Now I live in New England, and miss the Spanish Mission meets Art Decco interior of LA Union Station.


----------



## gswager (Sep 13, 2006)

rmgreenesq said:


> Thanks for your report. You pictures of LA Unon Station make me homesick. I grew up in Huntington Beach, CA. I used to work in downtown LA and ride the Metrolink's Orange County Line. I'd pass through LA Union Station on a daily basis.
> Now I live in New England, and miss the Spanish Mission meets Art Decco interior of LA Union Station.

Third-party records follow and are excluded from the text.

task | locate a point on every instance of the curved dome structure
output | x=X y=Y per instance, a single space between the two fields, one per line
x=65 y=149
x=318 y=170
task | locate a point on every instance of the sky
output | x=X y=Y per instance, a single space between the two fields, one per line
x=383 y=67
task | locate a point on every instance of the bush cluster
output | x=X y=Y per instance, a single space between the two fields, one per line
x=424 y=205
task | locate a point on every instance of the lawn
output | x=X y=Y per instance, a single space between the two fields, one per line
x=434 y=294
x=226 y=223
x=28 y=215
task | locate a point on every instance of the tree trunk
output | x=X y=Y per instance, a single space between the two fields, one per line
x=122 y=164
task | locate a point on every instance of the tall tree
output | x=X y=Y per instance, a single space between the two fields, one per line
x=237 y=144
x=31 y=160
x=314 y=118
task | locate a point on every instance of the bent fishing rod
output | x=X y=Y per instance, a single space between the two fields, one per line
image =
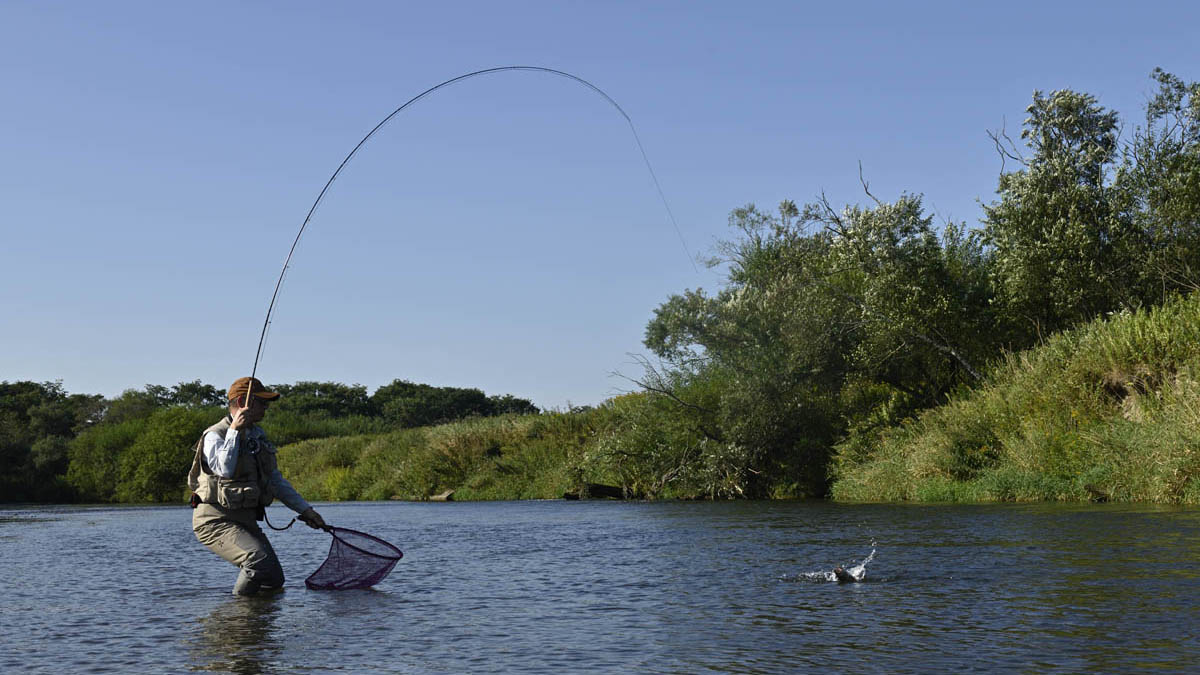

I, native of S. CA, agree with you about LA Union Station. I now live in NM. The station is so splendid. Everytime I go inside, I never get tired of awe of architecture. Luckily, my folks still live in S. CA, so I still have chance to ride on SWC.


----------



## gswager (Sep 13, 2006)

Very nice and detailed report. Your details remind me of taking a trip of Coast Starlight few years ago. Luckily, I had a chance with Pacific Parlour. Sadly, the flu found me.


----------



## RailFanLNK (Sep 23, 2006)

Chi Amtrak Fan......when is part 4?  I feel like "Ralphie" from the Christmas Story waiting for the "Don't Forget To Drink Your Ovaltine" line. Very interested in the EB report!


----------